Mutations found in families with FCAS and MWS
| Family | Exon | Nucleic-acid change | Amino-acid change | Normal control frequency |
|---|---|---|---|---|
| 1 | 3 | C1316T | A439V | 0/113 |
| 2 | 3 | G592A | V198M | 0/109 |
| 3 | 3 | A1880G | E627G | 0/114 |
| 4 | 3 | C1055T | A352V | 0/108 |
Nucleotide and amino acid coordinates are given assuming that the A of the second ATG codon is nucleotide 1. The normal control frequency refers to the number of times an indicated nucleotide change was found in the indicated number of control DNA samples analyzed.
Fig. 1.
Pedigree, linkage and mutational analysis of a family with FCAS with a de novo mutation. Illustrated is the pedigree of family 1, with filled squares (male) and circles (female) indicating individuals with FCAS and open squares and circles indicating unaffected individuals; the subject number is indicated below each symbol. Listed to the left of subject 1 are the microsatellite markers used to genotype the family. Below each subject are indicated the allele numbers for each microsatellite marker observed for the two chromosome 1q44 haplotypes inherited by each individual; the disease haplotype is boxed. Indicated below each pair of haplotypes is the genotype for each subject, C being the wild type allele (C1317) and T the mutant allele (T1317). The upper sequencing chromatogram is a representative chromatogram from a mutation carrier (the subject being indicated by the arrow) showing the heterozygous genotype (C/T), and the lower sequencing chromatogram is a representative chromatogram showing the same region from an unaffected individual.
Fig. 2.
Pedigree and mutational analysis of two families with FCAS and one with MWS. The key to the pedigrees and sequence analysis is as described in Fig. 1. a,b, Families with FCAS possessing the G592A and A1880G mutations, respectively. c, A family with MWS possessing the C1055T mutation. All living family members shown were studied. All of the affected individuals shown were found to contain the indicated mutation; arrows indicate the individual whose DNA was sequenced to generate the mutation-containing chromatogram presented below each pedigree.

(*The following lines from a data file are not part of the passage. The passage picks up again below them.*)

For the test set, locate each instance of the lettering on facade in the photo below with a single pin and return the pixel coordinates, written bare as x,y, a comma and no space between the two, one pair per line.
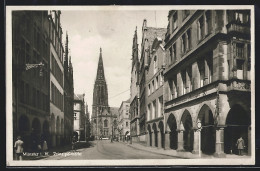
241,85
191,97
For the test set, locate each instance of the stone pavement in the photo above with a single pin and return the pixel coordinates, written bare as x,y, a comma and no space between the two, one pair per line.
65,148
174,153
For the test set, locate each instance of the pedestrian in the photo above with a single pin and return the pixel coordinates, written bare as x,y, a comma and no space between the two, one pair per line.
240,145
44,147
73,143
18,146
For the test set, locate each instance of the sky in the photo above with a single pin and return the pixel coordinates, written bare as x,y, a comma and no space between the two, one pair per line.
113,31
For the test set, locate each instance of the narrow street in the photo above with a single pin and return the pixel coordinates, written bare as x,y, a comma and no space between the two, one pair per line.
106,150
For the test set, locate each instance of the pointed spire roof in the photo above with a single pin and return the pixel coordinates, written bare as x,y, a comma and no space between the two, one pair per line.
100,69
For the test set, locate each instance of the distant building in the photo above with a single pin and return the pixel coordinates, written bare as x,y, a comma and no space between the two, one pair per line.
154,85
124,120
79,117
134,92
31,86
56,79
87,124
207,81
104,118
68,95
148,36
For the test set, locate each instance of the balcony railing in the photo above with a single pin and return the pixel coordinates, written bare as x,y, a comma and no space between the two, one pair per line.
236,27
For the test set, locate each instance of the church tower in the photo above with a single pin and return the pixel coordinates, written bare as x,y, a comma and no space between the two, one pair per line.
100,95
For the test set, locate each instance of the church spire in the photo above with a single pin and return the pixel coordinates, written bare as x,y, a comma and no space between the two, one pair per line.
100,94
100,69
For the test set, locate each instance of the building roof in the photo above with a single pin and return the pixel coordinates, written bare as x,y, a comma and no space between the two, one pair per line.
79,97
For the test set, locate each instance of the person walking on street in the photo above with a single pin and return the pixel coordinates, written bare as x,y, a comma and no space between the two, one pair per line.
18,146
240,145
73,143
44,147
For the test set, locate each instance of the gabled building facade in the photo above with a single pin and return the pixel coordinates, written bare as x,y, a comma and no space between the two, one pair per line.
207,81
31,106
134,92
154,85
123,120
56,79
148,36
104,118
68,95
79,117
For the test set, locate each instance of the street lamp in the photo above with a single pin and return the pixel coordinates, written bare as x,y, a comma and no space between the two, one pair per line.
20,69
199,128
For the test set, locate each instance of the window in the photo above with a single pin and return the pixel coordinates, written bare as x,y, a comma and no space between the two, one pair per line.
160,106
240,50
210,66
149,89
154,109
248,57
201,28
173,53
174,21
189,79
21,91
188,39
186,13
155,64
183,76
156,82
201,65
149,112
27,94
208,22
183,43
161,78
152,89
105,123
239,17
240,64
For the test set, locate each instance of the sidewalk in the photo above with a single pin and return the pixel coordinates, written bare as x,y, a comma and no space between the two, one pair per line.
174,153
65,148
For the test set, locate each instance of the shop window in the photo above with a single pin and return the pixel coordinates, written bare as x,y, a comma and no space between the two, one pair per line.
240,64
240,50
183,76
185,13
155,64
174,21
248,57
154,109
201,28
208,23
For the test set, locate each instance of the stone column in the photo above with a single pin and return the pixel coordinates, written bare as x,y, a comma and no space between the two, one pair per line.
249,141
180,140
159,139
167,140
206,78
148,140
196,142
219,152
153,139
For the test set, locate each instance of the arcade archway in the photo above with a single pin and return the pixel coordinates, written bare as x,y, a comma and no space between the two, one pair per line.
188,135
238,123
172,124
155,135
208,132
161,129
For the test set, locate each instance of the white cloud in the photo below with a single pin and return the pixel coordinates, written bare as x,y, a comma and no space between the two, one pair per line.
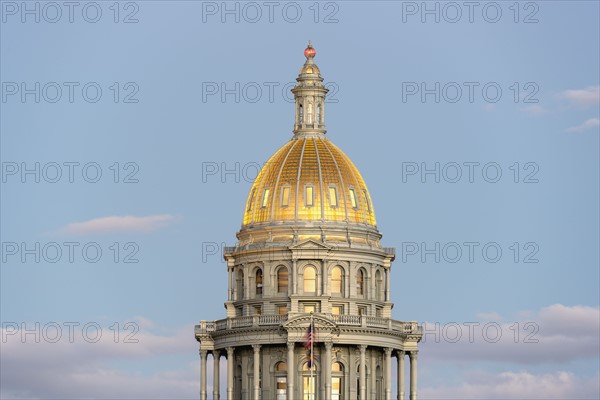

The four-generation family with FCAS (family 1; Fig. 1) has an apparent de novo mutation that first appeared in subject 4 on a chromosome inherited from her mother. Only the affected members of subsequent generations of the family (subjects 5, 9 and 11) inherited this chromosome. We found a missense mutation in subject 4 that segregated with the disease haplotype in subsequent generations (subjects 5, 9 and 11). This mutation was not present in either of her parents (subjects 1 and 2), even though the unaffected mother (subject 2) possessed the haplotype that segregates with disease in this family.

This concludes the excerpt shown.